The Spear and the Assault on the Constitution
The ANC is rewriting the Constitution with its feet. The party's foremost anti-Constitutionalists, Secretary General Gwede Mantashe, Ngoako Ramatlhodi and Blade Nzimande, have emerged as prime movers in the intimidation campaign which saw the Goodman Gallery and City Press back down in the face of bullying.
Gwede Mantashe said at Tuesday's march on the gallery that "what the ANC could not win in the courts it would win in the streets."
That means plain and simple that it is trampling Constitutional rights and, in effect, rewriting the Constitution.
Mr Mantashe is also the man who called the judiciary "counter-revolutionaries" shortly before the 2009 election.
Deputy Minister of Correctional Services, Ngoako Ramathlodi, who shocked SA last year by writing that the Constitution, including the separation of powers, represented a fatal compromise - has said that Tuesday's march is the beginning of the second transition for which he has been calling.

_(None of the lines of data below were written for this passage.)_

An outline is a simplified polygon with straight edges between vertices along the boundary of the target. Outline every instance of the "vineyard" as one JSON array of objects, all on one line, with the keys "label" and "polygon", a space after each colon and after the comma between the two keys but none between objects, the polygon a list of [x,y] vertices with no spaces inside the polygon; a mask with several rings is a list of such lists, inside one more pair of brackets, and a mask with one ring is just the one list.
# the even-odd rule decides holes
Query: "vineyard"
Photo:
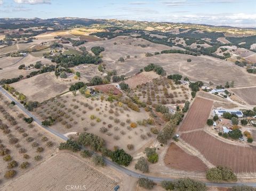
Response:
[{"label": "vineyard", "polygon": [[202,98],[197,98],[191,106],[180,131],[186,131],[203,128],[206,124],[213,102]]},{"label": "vineyard", "polygon": [[164,161],[167,167],[179,170],[204,172],[207,169],[199,159],[186,153],[173,143],[170,145]]},{"label": "vineyard", "polygon": [[229,167],[235,172],[256,172],[255,147],[225,143],[203,131],[184,133],[181,138],[215,165]]}]

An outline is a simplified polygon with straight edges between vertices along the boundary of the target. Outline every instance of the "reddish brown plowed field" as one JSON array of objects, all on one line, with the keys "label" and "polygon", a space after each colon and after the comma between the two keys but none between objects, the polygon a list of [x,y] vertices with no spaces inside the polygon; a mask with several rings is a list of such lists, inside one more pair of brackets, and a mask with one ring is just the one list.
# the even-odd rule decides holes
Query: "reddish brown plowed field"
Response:
[{"label": "reddish brown plowed field", "polygon": [[177,170],[204,172],[208,169],[199,159],[186,153],[173,143],[170,145],[164,162],[167,167]]},{"label": "reddish brown plowed field", "polygon": [[112,85],[95,86],[94,88],[95,89],[98,89],[99,91],[103,92],[105,93],[109,93],[111,92],[114,95],[122,94],[121,91],[117,89],[115,86]]},{"label": "reddish brown plowed field", "polygon": [[230,167],[235,172],[256,172],[256,148],[225,143],[203,131],[182,134],[181,138],[213,164]]},{"label": "reddish brown plowed field", "polygon": [[197,97],[196,98],[183,120],[180,131],[203,128],[206,123],[213,102]]}]

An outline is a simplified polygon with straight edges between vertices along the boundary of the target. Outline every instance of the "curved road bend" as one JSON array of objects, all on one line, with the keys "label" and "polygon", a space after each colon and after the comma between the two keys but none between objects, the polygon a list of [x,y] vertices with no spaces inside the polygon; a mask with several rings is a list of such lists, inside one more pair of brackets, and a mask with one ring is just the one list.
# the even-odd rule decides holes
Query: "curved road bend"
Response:
[{"label": "curved road bend", "polygon": [[[35,115],[32,114],[29,111],[27,110],[20,103],[17,102],[12,96],[11,96],[7,92],[5,91],[2,87],[0,86],[0,92],[2,92],[3,94],[5,95],[6,97],[7,97],[10,99],[12,101],[13,101],[16,104],[16,105],[18,106],[21,110],[22,110],[26,114],[27,114],[30,117],[32,117],[34,118],[34,121],[37,123],[40,127],[42,127],[43,128],[46,129],[47,131],[49,131],[52,134],[56,136],[59,137],[62,140],[66,141],[68,139],[68,138],[65,137],[62,134],[58,132],[58,131],[55,131],[53,129],[52,129],[47,127],[45,127],[42,125],[42,123]],[[85,149],[84,147],[82,147],[83,149]],[[91,151],[92,154],[99,155],[99,154],[93,152]],[[155,181],[156,182],[160,182],[163,180],[173,180],[174,179],[173,178],[163,178],[163,177],[153,177],[145,175],[140,174],[139,173],[133,171],[129,169],[126,169],[125,167],[121,166],[115,162],[112,162],[111,161],[109,160],[106,157],[103,157],[104,161],[105,161],[107,165],[110,166],[114,169],[121,171],[125,174],[133,177],[135,178],[147,178],[150,180]],[[256,183],[252,182],[252,183],[243,183],[243,182],[234,182],[234,183],[211,183],[209,182],[205,182],[206,186],[214,186],[214,187],[229,187],[234,186],[240,186],[240,185],[247,185],[253,187],[256,187]]]}]

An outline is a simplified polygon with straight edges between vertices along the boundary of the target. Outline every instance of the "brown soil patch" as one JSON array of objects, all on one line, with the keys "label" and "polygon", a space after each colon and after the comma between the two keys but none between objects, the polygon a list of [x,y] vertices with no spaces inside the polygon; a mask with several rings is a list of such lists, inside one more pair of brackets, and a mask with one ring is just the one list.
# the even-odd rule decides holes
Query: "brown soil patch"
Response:
[{"label": "brown soil patch", "polygon": [[153,71],[142,72],[125,80],[125,82],[131,88],[135,88],[138,85],[152,81],[154,78],[159,78],[160,76]]},{"label": "brown soil patch", "polygon": [[116,86],[113,85],[99,85],[93,87],[95,89],[100,91],[100,92],[102,92],[104,93],[112,93],[114,95],[117,95],[122,93],[122,92],[117,89]]},{"label": "brown soil patch", "polygon": [[256,148],[226,143],[203,131],[182,134],[181,138],[198,150],[215,165],[235,172],[256,172]]},{"label": "brown soil patch", "polygon": [[177,170],[202,172],[208,169],[199,158],[186,153],[173,143],[171,143],[164,161],[167,167]]},{"label": "brown soil patch", "polygon": [[212,107],[213,101],[197,97],[194,101],[181,124],[180,130],[185,131],[203,128]]}]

Communist boss and Higher Education Minister Blade Nzimande, who has called the judiciary "dictators", has called for the physical destruction of the now defaced painting. We are much closer to Nazi-style book burning than we think.

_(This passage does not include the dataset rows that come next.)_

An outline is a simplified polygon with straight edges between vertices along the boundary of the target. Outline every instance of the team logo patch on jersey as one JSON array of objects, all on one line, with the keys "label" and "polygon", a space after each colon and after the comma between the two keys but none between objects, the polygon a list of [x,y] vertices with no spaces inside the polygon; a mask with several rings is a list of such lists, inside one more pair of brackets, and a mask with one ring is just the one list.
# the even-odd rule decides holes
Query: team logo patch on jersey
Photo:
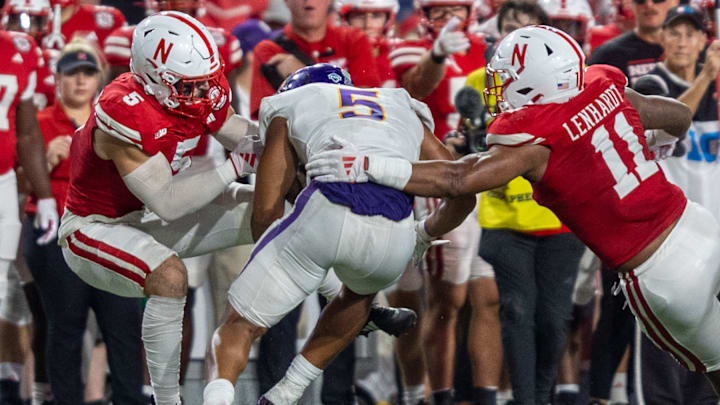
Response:
[{"label": "team logo patch on jersey", "polygon": [[115,17],[113,17],[112,13],[107,11],[98,11],[95,13],[95,25],[97,25],[98,28],[108,29],[114,24]]},{"label": "team logo patch on jersey", "polygon": [[32,48],[30,41],[28,41],[27,38],[19,35],[13,35],[13,44],[15,45],[15,48],[17,48],[17,50],[22,53],[28,52],[30,48]]}]

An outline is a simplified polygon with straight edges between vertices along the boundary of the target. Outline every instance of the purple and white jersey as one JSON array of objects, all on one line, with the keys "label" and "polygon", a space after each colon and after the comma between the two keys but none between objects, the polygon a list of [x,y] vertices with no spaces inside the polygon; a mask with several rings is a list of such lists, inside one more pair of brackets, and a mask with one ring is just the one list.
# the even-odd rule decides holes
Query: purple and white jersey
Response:
[{"label": "purple and white jersey", "polygon": [[427,105],[404,89],[362,89],[312,83],[266,97],[260,104],[260,136],[275,117],[288,120],[290,142],[301,163],[323,151],[332,137],[367,155],[420,157],[423,124],[434,129]]}]

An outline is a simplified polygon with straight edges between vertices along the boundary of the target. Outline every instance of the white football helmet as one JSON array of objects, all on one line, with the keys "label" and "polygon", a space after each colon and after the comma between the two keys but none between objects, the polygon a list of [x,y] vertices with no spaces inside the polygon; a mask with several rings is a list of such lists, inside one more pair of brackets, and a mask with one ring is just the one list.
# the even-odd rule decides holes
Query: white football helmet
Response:
[{"label": "white football helmet", "polygon": [[500,42],[486,72],[485,105],[497,103],[499,112],[562,103],[583,89],[585,54],[565,32],[531,25]]},{"label": "white football helmet", "polygon": [[538,0],[551,24],[582,43],[594,17],[587,0]]},{"label": "white football helmet", "polygon": [[48,0],[7,0],[2,9],[2,26],[18,27],[30,34],[42,33],[50,18]]},{"label": "white football helmet", "polygon": [[200,118],[228,102],[223,63],[210,31],[177,11],[145,18],[133,33],[130,70],[171,112]]},{"label": "white football helmet", "polygon": [[384,33],[389,32],[395,24],[395,16],[399,9],[398,0],[335,0],[335,10],[340,13],[345,22],[347,22],[348,14],[353,11],[388,13],[388,19],[383,28]]}]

The Constitution is a dead letter when the ANC abandons its court application because it has achieved its ends by other means. However difficult the last fortnight has been, it is time that commentators and analysts started asking themselves whether the protestations of pain we have been hearing were all sincere. How much of the chorus was calculated and conducted by a previously invisible hand?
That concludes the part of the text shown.